Die zum 150-Jahr Jubiläum des ersten Schienenweges über den Alpenhauptkamm verfasste Abhandlung nimmt die Vorgeschichte (1836-1854) und die Baugeschichte (1853-1867) ebenso ins Auge wie die das Projekt begleitenden Szenarien. Eine solche komplexe Eisenbahn-Geschichtsschreibung reicht über die materielle Realisierung hinaus, beleuchtet das Bedingungsgeflecht und stellt das Geschehen in seine Zeit.

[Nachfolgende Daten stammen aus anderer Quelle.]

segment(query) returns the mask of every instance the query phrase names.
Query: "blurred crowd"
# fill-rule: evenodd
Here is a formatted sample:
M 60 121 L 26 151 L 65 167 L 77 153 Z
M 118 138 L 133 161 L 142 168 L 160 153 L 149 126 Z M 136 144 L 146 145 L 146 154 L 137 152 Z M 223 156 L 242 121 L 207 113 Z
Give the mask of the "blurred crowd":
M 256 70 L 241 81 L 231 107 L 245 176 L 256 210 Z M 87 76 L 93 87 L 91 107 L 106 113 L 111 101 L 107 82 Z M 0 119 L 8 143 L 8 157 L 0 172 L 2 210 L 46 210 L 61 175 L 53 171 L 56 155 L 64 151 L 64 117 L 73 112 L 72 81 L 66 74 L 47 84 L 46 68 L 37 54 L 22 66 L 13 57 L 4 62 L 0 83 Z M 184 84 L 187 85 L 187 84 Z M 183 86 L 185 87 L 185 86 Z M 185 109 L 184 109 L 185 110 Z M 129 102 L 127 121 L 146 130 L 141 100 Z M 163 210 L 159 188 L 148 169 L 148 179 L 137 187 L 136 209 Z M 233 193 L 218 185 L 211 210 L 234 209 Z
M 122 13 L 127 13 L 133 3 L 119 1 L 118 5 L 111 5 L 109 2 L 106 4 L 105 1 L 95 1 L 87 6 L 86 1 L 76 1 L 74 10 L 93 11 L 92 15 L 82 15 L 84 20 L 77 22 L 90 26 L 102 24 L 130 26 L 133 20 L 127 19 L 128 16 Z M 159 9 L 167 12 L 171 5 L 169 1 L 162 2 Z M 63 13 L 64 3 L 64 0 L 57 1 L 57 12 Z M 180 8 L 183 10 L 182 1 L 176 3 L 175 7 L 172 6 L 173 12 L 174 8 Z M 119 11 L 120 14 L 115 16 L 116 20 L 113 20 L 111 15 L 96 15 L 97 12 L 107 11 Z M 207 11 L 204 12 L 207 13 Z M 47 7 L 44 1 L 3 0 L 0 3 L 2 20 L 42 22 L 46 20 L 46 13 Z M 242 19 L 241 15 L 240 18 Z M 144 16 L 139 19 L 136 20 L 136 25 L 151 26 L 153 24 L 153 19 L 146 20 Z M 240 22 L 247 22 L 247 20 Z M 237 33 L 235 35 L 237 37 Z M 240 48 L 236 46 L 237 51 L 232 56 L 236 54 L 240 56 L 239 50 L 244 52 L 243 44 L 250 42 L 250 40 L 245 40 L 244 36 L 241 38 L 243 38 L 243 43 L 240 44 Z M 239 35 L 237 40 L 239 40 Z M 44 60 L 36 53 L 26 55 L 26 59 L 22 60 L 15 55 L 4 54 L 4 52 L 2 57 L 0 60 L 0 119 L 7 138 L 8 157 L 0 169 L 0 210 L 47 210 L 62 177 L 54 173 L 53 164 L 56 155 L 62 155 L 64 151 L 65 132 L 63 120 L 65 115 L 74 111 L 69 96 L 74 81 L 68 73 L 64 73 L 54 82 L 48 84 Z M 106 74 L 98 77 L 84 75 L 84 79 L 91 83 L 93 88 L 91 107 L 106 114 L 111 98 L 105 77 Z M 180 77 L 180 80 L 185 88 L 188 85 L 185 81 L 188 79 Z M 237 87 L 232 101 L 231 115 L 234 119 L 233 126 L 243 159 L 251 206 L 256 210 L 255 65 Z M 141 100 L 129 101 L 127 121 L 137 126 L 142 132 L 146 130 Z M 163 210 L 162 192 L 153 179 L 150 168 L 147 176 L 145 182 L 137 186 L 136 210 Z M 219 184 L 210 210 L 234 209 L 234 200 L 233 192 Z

Im zweiten Drittel des 19. Jahrhundert kam die Industrielle Revolution in Mitteleuropa zum Durchbruch und mit ihr vollzieht sich ein tiefgreifender Parameterwechsel von menschheitsgeschichtlicher Dimension. Der Griff in die Tiefe zur Kohle riss das enge Energiekorsett auf und die Forschungsergebnisse der Naturwissenschaften ergänzten den über lange Zeit angehäuften empirisch/mechanischen Wissensschatz. Beim Transport von Menschen und Gütern verdrängte das mechanische Ensemble von Rad, Schiene und Dampf-Technologie die archaische Bewegungsenergie aus der Muskelkraft von Mensch und Tier. Um den binnen weniger Jahrzehnte eingetretenen Kontrast verständlich zu machen, wird eingangs das Transportgeschehen auf der Brennerroute von der Frühzeit bis zur Transportrevolution geschildert. Die Implantierung des neuen Verkehrssystems war mehr als angewandte Technik, vielmehr eine verdichtete vielgestaltige gesellschaftliche Leistung. Schon der frühe Bau der Linien in England hatte zu neuem Erfahren von Raum und Zeit geführt. Auf vielen Handlungsebenen lösten sich alte Bindungen und Konventionen. Dynamische Veränderungen wurden zum epochenprägenden Merkmal und führten breitschichtig zu einer von Optimismus getragenen Mentalität. Die Eisenbahn geriert zur Metapher des Jahrhunderts.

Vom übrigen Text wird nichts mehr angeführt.